T Cell Inflammation and Mucin Hypersecretion in COPD
Location(s): United States
The mechanisms of mucus hypersecretion in COPD are poorly understood, even though sputum production is associated with an accelerated rate of decline in FEV1 and with increased mortality from COPD. In addition, the reasons why only a minority of cigarette smokers develop COPD is unknown. To date, clinical research in COPD has been significantly hampered by problems in measuring outcome indicators related to mucus hypersecretion. We hypothesize that smokers with COPD have a T cell phenotype characterized by predominance of CD4+ T cells of the subtype which contributes to overexpression of mucin genes, increased numbers of goblet cells, and increased levels of both stored and secreted mucin. In addition, we hypothesize that the airway phenotype in smokers without COPD will not be normal but will be intermediate to that observed in healthy subjects and smokers with COPD. Finally, we hypothesize that treatment of smokers with COPD with inhaled corticosteroids will decrease lymphocytic inflammation, mucin gene expression, and the levels of stored and secreted mucin.
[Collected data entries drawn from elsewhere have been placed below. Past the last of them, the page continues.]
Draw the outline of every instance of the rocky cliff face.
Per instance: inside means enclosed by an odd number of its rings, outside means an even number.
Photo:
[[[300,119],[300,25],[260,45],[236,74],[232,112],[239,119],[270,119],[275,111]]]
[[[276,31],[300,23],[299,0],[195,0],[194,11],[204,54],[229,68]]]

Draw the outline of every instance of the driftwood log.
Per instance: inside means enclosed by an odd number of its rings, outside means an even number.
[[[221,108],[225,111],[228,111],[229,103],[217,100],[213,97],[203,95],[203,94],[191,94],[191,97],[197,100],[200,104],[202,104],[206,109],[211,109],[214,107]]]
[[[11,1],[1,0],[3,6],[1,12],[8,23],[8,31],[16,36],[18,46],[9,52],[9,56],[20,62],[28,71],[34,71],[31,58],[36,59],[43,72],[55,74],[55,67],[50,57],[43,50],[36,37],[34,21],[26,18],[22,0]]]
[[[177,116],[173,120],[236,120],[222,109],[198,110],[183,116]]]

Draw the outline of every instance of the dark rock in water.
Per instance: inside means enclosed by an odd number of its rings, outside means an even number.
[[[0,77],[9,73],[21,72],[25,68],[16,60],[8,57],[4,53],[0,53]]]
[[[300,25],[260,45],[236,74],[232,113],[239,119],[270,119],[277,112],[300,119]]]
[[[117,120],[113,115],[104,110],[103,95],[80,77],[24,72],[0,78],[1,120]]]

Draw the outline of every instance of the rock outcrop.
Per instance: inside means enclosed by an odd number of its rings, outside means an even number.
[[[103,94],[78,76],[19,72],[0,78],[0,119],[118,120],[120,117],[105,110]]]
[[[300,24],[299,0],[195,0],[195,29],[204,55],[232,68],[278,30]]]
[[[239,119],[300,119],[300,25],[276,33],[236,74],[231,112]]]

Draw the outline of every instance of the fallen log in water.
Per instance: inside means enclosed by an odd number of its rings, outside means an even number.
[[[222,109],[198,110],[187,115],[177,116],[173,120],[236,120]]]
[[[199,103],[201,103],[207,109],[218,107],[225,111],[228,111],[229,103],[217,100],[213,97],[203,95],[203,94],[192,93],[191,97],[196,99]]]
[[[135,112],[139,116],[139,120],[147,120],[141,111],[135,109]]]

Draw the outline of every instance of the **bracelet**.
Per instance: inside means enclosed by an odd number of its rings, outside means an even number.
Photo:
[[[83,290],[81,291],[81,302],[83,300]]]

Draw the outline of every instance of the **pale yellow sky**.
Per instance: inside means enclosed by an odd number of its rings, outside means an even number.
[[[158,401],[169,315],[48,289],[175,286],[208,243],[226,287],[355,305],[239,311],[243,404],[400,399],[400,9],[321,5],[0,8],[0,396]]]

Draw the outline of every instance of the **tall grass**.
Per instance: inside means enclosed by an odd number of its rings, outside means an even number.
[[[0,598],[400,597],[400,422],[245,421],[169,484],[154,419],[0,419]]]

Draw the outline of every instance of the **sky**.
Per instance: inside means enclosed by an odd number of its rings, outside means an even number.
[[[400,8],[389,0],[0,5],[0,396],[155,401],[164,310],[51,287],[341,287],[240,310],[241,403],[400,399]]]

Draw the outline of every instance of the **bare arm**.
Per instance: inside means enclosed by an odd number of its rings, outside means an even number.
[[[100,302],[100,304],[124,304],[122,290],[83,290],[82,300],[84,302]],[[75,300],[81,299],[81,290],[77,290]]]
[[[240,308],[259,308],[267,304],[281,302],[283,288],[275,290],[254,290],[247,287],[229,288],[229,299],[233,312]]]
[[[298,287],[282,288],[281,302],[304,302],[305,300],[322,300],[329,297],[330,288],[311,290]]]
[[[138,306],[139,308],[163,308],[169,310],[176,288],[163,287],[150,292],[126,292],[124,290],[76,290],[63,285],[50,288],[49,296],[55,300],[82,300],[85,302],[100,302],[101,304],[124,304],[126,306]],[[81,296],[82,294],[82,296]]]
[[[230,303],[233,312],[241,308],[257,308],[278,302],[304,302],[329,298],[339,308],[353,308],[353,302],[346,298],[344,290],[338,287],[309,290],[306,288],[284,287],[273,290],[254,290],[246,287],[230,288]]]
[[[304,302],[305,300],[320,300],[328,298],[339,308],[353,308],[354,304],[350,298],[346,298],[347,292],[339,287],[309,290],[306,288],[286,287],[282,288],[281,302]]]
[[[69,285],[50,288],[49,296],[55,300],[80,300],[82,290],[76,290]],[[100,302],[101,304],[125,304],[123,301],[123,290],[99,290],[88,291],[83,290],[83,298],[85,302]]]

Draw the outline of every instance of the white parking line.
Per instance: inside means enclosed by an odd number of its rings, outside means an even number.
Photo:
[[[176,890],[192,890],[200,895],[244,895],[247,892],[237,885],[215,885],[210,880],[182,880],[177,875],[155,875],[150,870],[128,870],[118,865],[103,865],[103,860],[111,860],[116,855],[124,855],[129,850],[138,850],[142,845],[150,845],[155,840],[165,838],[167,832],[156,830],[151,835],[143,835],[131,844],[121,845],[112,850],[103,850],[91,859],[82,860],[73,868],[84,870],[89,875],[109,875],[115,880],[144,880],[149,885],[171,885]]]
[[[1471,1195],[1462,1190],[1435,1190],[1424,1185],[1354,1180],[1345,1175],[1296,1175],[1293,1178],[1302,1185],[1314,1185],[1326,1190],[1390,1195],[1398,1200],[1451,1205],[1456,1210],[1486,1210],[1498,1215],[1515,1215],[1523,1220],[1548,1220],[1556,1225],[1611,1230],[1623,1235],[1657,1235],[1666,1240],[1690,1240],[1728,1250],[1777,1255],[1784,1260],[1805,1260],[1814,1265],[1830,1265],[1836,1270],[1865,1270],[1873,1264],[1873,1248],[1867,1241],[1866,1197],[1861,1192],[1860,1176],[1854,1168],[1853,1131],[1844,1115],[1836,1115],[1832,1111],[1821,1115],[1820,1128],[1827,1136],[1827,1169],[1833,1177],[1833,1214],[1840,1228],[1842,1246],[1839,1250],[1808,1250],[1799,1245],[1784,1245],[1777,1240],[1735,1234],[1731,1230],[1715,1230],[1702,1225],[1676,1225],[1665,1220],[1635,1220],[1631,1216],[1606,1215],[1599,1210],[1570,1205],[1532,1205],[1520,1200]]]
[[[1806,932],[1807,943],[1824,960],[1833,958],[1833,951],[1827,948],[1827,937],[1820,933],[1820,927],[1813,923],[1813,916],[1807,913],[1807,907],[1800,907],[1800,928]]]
We propose to test our hypotheses in three groups of human subjects smokers with COPD, smokers without COPD and healthy non smoking controls. We will apply methods recently developed in our laboratory for measuring mucin gene expression, goblet cell hyperplasia and secreted mucin levels as well as methods we have adopted from others for purifying and phenotyping airway T cells. Aim 1 will determine the phenotype of the airway mucosa in smokers with COPD compared to smokers without COPD and non smoking controls with emphasis on the numbers and subtypes of T lymphocytes, the numbers of goblet cells, and the relationship between stored and secreted mucin glycoproteins. Aim 2 will determine which of the nine currently identified mucin genes are overexpressed in smokers with and without COPD. Aim 3 will determine in inhaled corticosteroid treatment in smokers with COPD is associated with a reduction in lymphocyte number, mucin gene expression, goblet cell number, or in the levels of stored and secreted mucin. The proposed studies address an unmet need, because no clinical studies have been published focusing on T cell subtypes, mucin genes, and goblet cells in human COPD. The application of the methods described here provide the opportunity to begin to understand the relationship between lymphocytic inflammation and mucin gene expression in COPD, and may suggest strategies for improving treatment.